Friday, May 31

Machine Learning E-Posters, II

Fri, May 31, 3:00 PM - 4:00 PM

Grand Ballroom Foyer

Grand Ballroom Foyer

**Keywords:** Machine Learning, Survival Analysis, Personalized medicine

Survival Analysis is to analyze and model the data where the outcome is the time until the occurrence of an event of interests. However, due to the censoring data in the survival analysis, the general predictive machine learning algorithms such as the classification and regression cannot be applied in the survival analysis. Traditionally, statistical approaches (non-parametric, semi-parametric, and parametric) have been widely used to anlyaze the censor data.

With help from the development of various data acquisition and big data technologies in a last decade, the machine learing algorithms (Bayesian methods, support vector machine and neural networks) are developed to analyze the censor data. Random Survival Forests (RSF) is an extension of Random forest, which is a non-parametric statistical method and no distribution assumptions require. This paper presents the development of tree-based method and RSF for the survival data of lung cancer patient data.

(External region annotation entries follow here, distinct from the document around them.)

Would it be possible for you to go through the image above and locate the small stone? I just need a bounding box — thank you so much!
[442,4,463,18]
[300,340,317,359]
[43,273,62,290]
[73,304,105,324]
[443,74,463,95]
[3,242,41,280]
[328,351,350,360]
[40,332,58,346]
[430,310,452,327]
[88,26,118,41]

I would like to apply the statistical and machine learning methods to the lung cancer data and want to see if there is any statistically significant difference in the lung cancer type and treatment. I used the data set from the statistical analysis of failure time data (D Kalbfleisch and RL Prentice (1980)) with 137 observations of lung cancer patient data and 8 variables. Lung cancer has 4 types: Non-Small Cell Lung Cancer (NSCLC) - Squamous, Small Cell Lung Cancer (SCLC), Adenocarcinoma (Adeno), and Large Cell. Each lung cancer type shows the different survival probability and it is statistically significant at alpha = 0.05 % (p-value: 1.27e-05). Initially, Large celltype has the higher survival time, but at the end NSCLS (Squamous) has the higher survival time than Large celltype. Indeed, I applied the Cox Proportional Hazard Model and found that the p-value for all three overall tests (Likelihood, Wald, and Score) are significant, which indicates that the model is significant at alpha = 0.05.